しかし孔子の壮年期まで、春秋時代の戦闘は主に戦車戦であり、歩兵は戦車に附属して、その後ろを歩いて進めば良かった。どこに向かって歩けばいいかは、所属する戦車を見ていれば分かるので、陣形戦の訓練の必要がなかった。歩兵隊だけで戦うこともまれで、山間部や大河の峡谷など、歩兵だけで戦う必要のある場合は、常時軍事訓練を受けている、士分以上が戦った。
さらに輜重兵と歩兵の区別もなかったから、史書に記録が無く、戦史学者を悩ませている。現伝『孫子』を真に受ければ、戦車と輜重車の数は同じだから、徴兵された庶民の少なからぬ部分は、戦士ではなく荷役夫として働いたことになる。それならば庶民にとって普段の生活と変わりが無く、訓練の必要はそれほど要らなかっただろう。
これは弩の出現によって、庶民の徴集兵が前線に立たされるようになっても、あまり事情は変わらなかったと思われる。戈も弩も短期間の訓練で済む、後世の短機関銃のような兵器だった。それゆえ弩機さえ量産できれば、春秋から戦国へと時代が移り変わっていったわけ。
戰(セン)
「戰」(戦国金文)
論語の本章では”戦う”。新字体は「戦」。初出は上掲戦国末期の金文で、論語の時代に存在しない。同音も存在しない。論語時代の置換候補は「嘼」。字形は「單」”さすまた状の武器”+「戈」”カマ状の武器”。原義は”戦争”。部品の單(単)は甲骨文から存在し、同音は丹や旦、亶などのほか、単を部品とする漢字群。いずれも”たたかう”の語義はない。
「嘼」交鼎・殷代末期
また戦国の竹簡では「𡃣」「嘼」を「戰」と釈文する例があり、「嘼」字の初出は殷代末期の金文、春秋末期までに”戦う”と解せなくもない用例があるが、”おののく”の用例は無い。詳細は論語語釈「戦」を参照。
是(シ)
(金文)
論語の本章では”これ”。初出は西周中期の金文。「ゼ」は呉音(遣隋使より前に日本に伝わった音)。字形は「睪」+「止」”あし”で、出向いてその目で「よし」と確認すること。同音への転用例を見ると、おそらく原義は”正しい”。初出から”確かにこれは~だ”と解せ、”これ”・”この”という代名詞、”~は~だ”という接続詞の用例と認められる。詳細は論語語釈「是」を参照。
謂(イ)
(金文)
論語の本章では”…であると評価する”。本来、ただ”いう”のではなく、”~だと評価する”・”~だと認定する”。現行書体の初出は春秋後期の石鼓文。

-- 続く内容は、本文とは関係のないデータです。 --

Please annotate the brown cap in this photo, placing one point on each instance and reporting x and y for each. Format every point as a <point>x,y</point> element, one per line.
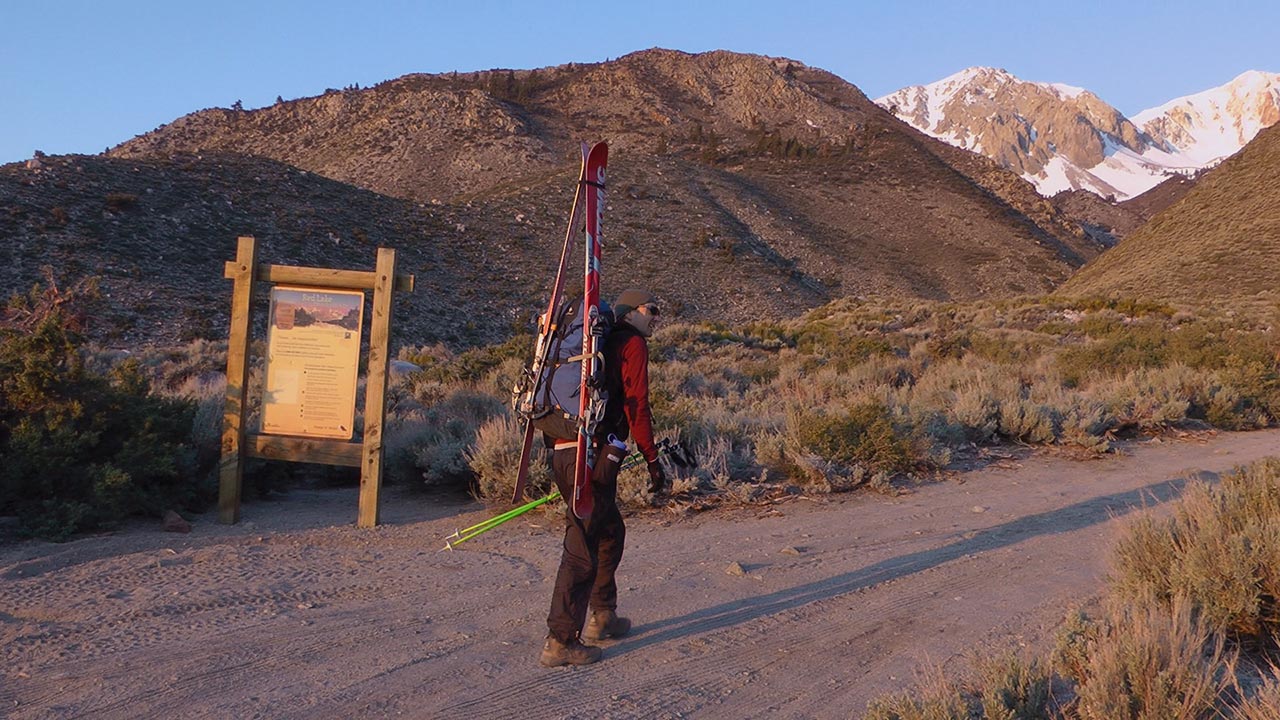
<point>631,299</point>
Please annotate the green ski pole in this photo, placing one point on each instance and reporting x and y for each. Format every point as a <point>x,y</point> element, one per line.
<point>465,534</point>
<point>485,525</point>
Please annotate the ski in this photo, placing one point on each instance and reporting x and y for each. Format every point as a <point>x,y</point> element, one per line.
<point>526,387</point>
<point>590,404</point>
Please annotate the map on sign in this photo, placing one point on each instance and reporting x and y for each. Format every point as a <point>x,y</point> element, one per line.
<point>312,360</point>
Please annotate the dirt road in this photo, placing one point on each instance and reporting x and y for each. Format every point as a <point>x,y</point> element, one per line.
<point>832,601</point>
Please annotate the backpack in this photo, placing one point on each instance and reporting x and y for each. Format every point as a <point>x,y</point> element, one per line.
<point>557,395</point>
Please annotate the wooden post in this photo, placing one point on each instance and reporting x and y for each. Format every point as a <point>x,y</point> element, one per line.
<point>375,388</point>
<point>231,468</point>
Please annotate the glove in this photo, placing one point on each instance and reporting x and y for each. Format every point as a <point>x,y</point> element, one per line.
<point>657,477</point>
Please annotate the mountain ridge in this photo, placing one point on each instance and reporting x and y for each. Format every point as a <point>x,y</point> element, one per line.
<point>740,187</point>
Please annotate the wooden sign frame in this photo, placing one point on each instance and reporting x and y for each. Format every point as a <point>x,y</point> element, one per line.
<point>238,443</point>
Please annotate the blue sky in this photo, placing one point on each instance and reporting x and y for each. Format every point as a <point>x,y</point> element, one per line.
<point>78,76</point>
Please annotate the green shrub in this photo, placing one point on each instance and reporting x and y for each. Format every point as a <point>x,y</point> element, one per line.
<point>82,450</point>
<point>1221,548</point>
<point>863,436</point>
<point>1153,662</point>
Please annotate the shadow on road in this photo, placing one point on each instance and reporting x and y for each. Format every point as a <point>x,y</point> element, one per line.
<point>1061,520</point>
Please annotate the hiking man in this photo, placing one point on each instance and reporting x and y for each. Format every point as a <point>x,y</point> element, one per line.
<point>593,547</point>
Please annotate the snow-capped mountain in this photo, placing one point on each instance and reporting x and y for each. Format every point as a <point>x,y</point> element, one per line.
<point>1063,137</point>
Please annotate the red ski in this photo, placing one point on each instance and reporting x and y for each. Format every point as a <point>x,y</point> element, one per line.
<point>526,388</point>
<point>592,404</point>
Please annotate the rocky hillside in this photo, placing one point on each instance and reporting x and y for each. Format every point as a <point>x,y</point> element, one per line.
<point>1219,245</point>
<point>1064,137</point>
<point>739,187</point>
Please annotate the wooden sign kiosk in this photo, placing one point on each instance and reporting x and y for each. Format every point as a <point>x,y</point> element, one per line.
<point>238,445</point>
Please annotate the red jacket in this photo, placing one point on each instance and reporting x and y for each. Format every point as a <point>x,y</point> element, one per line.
<point>626,358</point>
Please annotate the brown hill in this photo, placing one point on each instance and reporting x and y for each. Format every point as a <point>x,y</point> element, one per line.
<point>739,186</point>
<point>1219,245</point>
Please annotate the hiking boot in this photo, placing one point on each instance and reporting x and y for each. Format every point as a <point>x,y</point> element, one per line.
<point>606,624</point>
<point>574,652</point>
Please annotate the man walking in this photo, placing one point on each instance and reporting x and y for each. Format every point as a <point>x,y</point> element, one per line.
<point>586,591</point>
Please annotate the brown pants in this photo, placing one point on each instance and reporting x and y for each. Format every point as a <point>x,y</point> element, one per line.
<point>593,548</point>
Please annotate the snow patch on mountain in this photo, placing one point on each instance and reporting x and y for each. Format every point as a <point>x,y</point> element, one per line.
<point>977,106</point>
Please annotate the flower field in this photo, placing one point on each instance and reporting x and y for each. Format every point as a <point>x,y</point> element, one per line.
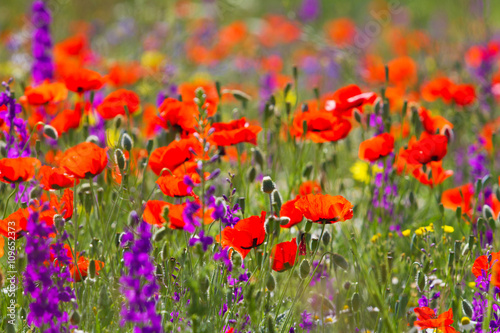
<point>249,166</point>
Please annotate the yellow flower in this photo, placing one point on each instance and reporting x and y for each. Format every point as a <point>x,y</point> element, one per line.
<point>359,171</point>
<point>420,231</point>
<point>448,229</point>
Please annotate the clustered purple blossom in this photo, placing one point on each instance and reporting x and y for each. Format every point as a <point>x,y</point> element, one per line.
<point>45,312</point>
<point>43,66</point>
<point>139,284</point>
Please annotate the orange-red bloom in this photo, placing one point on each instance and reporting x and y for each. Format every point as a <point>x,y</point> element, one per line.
<point>246,234</point>
<point>45,93</point>
<point>114,104</point>
<point>82,80</point>
<point>283,255</point>
<point>427,319</point>
<point>325,208</point>
<point>85,160</point>
<point>234,132</point>
<point>430,148</point>
<point>174,155</point>
<point>19,169</point>
<point>55,178</point>
<point>289,210</point>
<point>174,186</point>
<point>379,146</point>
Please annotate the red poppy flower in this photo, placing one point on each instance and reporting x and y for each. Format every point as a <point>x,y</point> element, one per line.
<point>20,219</point>
<point>66,120</point>
<point>19,169</point>
<point>82,80</point>
<point>309,187</point>
<point>114,104</point>
<point>427,320</point>
<point>246,234</point>
<point>459,197</point>
<point>321,126</point>
<point>464,94</point>
<point>379,146</point>
<point>55,178</point>
<point>85,160</point>
<point>433,124</point>
<point>178,114</point>
<point>440,87</point>
<point>325,208</point>
<point>482,264</point>
<point>45,93</point>
<point>289,210</point>
<point>434,175</point>
<point>283,255</point>
<point>234,132</point>
<point>174,186</point>
<point>343,101</point>
<point>173,155</point>
<point>430,148</point>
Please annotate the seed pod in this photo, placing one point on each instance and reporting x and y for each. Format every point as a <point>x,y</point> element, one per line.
<point>160,234</point>
<point>307,170</point>
<point>355,302</point>
<point>75,318</point>
<point>271,283</point>
<point>467,308</point>
<point>276,199</point>
<point>127,142</point>
<point>305,269</point>
<point>120,159</point>
<point>340,261</point>
<point>327,237</point>
<point>487,212</point>
<point>258,157</point>
<point>421,280</point>
<point>268,186</point>
<point>251,174</point>
<point>50,132</point>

部品で同義の「胃」の初出は春秋早期の金文。金文では氏族名に、また音を借りて”言う”を意味した。戦国の竹簡になると、あきらかに”~は~であると言う”の用例が見られる。詳細は論語語釈「謂」を参照。
弃(キ)→棄(キ)
論語の本章では”捨てる”。唐石経は「弃」と記し、清家本は「棄」と記す。「弃」は「棄」の異体字。清家本の年代は唐石経より新しいが、より古い古注系の文字列を伝えており、唐石経を訂正しうる。従って「棄」へと校訂した。論語の伝承について細は「論語の成立過程まとめ」を参照。

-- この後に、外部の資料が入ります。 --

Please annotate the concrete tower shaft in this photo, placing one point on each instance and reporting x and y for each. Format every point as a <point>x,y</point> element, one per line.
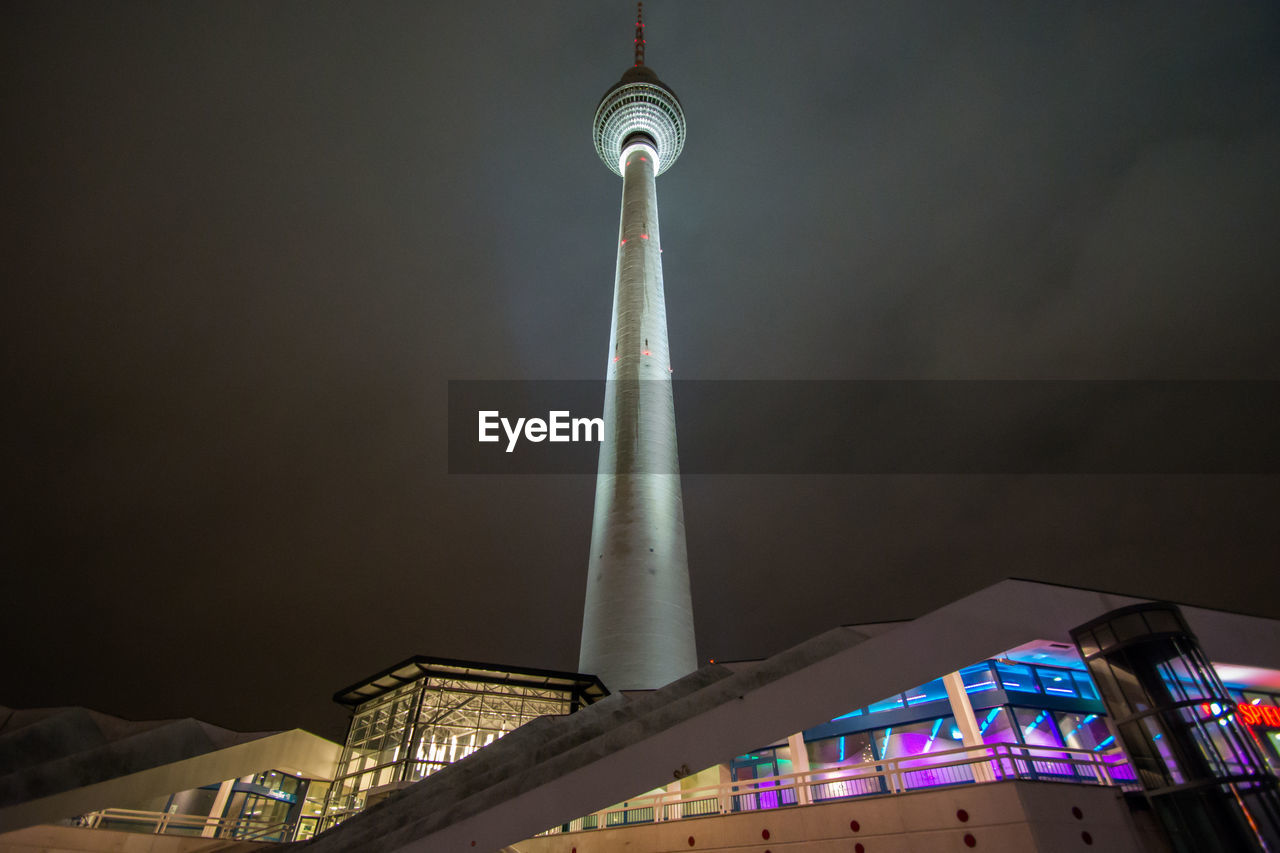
<point>638,625</point>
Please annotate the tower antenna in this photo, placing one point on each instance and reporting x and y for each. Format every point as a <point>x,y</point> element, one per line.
<point>639,35</point>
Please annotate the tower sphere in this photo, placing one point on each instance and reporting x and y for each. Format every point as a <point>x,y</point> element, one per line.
<point>639,105</point>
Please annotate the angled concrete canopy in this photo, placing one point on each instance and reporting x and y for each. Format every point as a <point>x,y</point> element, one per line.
<point>174,756</point>
<point>552,771</point>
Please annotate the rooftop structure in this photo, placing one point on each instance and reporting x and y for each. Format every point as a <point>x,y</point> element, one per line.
<point>424,714</point>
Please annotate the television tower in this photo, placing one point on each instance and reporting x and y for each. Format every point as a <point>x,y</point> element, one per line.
<point>638,625</point>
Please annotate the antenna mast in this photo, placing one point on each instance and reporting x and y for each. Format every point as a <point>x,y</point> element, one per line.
<point>639,35</point>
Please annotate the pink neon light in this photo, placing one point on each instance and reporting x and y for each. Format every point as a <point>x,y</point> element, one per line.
<point>1251,715</point>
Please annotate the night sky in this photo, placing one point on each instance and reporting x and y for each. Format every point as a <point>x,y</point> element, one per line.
<point>246,246</point>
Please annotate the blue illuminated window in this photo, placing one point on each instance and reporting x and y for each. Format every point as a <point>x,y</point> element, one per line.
<point>1016,676</point>
<point>978,678</point>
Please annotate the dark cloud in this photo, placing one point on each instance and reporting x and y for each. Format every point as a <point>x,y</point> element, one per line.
<point>246,246</point>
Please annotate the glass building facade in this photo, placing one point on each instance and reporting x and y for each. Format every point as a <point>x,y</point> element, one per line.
<point>424,714</point>
<point>1016,703</point>
<point>1202,769</point>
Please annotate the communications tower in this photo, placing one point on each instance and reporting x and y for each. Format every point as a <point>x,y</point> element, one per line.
<point>638,624</point>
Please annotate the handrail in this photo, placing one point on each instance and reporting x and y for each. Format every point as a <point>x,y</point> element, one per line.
<point>167,824</point>
<point>964,765</point>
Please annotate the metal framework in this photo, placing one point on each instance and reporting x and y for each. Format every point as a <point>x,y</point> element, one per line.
<point>414,719</point>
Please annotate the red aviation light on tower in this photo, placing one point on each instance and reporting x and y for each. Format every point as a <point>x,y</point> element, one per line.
<point>639,35</point>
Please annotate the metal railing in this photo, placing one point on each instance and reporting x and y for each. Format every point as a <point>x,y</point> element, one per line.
<point>964,766</point>
<point>132,820</point>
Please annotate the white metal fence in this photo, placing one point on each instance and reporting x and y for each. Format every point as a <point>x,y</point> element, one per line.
<point>131,820</point>
<point>965,766</point>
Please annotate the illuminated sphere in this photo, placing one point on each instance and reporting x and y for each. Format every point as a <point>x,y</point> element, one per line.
<point>639,105</point>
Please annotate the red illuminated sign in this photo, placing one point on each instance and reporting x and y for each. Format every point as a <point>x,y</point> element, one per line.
<point>1251,715</point>
<point>1255,715</point>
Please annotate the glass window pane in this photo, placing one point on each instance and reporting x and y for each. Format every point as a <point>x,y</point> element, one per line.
<point>978,678</point>
<point>1083,730</point>
<point>995,726</point>
<point>932,692</point>
<point>1016,676</point>
<point>1084,685</point>
<point>1038,728</point>
<point>842,751</point>
<point>1056,682</point>
<point>886,705</point>
<point>918,738</point>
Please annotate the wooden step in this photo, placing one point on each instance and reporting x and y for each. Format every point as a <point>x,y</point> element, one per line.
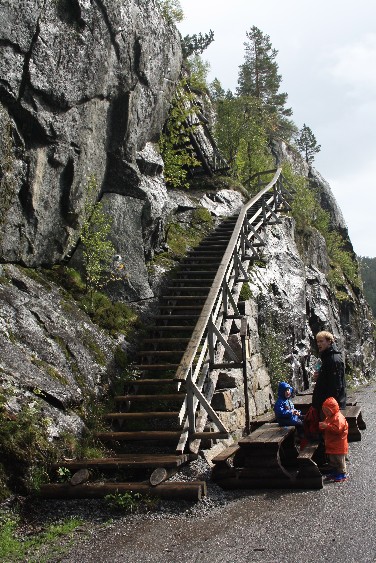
<point>172,328</point>
<point>160,435</point>
<point>174,317</point>
<point>140,415</point>
<point>186,490</point>
<point>160,352</point>
<point>201,298</point>
<point>157,367</point>
<point>159,397</point>
<point>181,307</point>
<point>126,461</point>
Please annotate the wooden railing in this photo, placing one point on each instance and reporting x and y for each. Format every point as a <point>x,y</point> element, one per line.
<point>208,345</point>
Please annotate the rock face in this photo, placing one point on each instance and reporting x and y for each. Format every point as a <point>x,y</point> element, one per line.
<point>83,87</point>
<point>295,301</point>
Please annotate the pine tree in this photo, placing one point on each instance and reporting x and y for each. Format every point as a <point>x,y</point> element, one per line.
<point>258,75</point>
<point>307,144</point>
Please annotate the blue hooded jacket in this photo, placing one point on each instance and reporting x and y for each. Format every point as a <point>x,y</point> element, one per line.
<point>283,407</point>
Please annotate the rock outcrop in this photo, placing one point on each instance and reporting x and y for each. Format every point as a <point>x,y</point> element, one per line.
<point>83,87</point>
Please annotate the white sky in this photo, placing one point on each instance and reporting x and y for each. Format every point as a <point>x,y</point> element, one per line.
<point>327,59</point>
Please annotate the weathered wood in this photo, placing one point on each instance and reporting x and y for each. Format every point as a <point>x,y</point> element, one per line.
<point>125,461</point>
<point>353,416</point>
<point>158,476</point>
<point>140,415</point>
<point>226,454</point>
<point>162,435</point>
<point>210,435</point>
<point>81,476</point>
<point>193,490</point>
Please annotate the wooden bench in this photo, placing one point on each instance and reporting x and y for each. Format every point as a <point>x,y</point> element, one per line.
<point>303,402</point>
<point>266,458</point>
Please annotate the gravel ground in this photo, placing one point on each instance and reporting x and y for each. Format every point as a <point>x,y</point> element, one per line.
<point>335,523</point>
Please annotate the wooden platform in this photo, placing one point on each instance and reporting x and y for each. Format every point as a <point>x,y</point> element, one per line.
<point>267,458</point>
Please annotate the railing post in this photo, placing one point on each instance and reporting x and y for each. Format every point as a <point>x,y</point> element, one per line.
<point>243,336</point>
<point>210,340</point>
<point>190,404</point>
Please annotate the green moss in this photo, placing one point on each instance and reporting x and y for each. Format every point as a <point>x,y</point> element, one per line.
<point>36,275</point>
<point>245,292</point>
<point>181,237</point>
<point>120,357</point>
<point>4,489</point>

原始論語?…→定州竹簡論語→白虎通義→ ┌(中国)─唐石経─論語注疏─論語集注─(古注滅ぶ)→ →漢石経─古注─経典釈文─┤ ↓↓↓↓↓↓↓さまざまな影響↓↓↓↓↓↓↓ ・慶大本 └(日本)─清家本─正平本─文明本─足利本─根本本→ →(中国)─(古注逆輸入)─論語正義─────→(現在) →(日本)─────────────懐徳堂本→(現在)
(甲骨文)
初出は甲骨文。字形は「子」+「∴」”ごみ”+「其」+「廾」”両手”で、子をゴミと共にちりとりに取って捨てるさま。原義は”捨てる”。西周の金文では”捨てる”を意味し、春秋の金文では人名に用いた。詳細は論語語釈「棄」を参照。
之(シ)
(甲骨文)
論語の本章では”これ”。民を指す。初出は甲骨文。字形は”足”+「一」”地面”で、あしを止めたところ。原義はつま先でつ突くような、”まさにこれ”。殷代末期から”ゆく”の語義を持った可能性があり、春秋末期までに”~の”の語義を獲得した。詳細は論語語釈「之」を参照。
謂棄之
論語の本章では、”それ=民を捨てるというのだ”。領民という財産を手放す事になる、の意。
従来の論語本では、人道主義的に「民をむざむざ殺してしまう」と解する例もあるが、中国史を通読する限り、中国人というのはそんなにおとなしい人たちではない。秦帝国崩壊のきっかけとなった、陳勝・呉広の乱(BC209)を持ち出すまでもなく、殺されるぐらいなら反乱を起こすのが当たり前。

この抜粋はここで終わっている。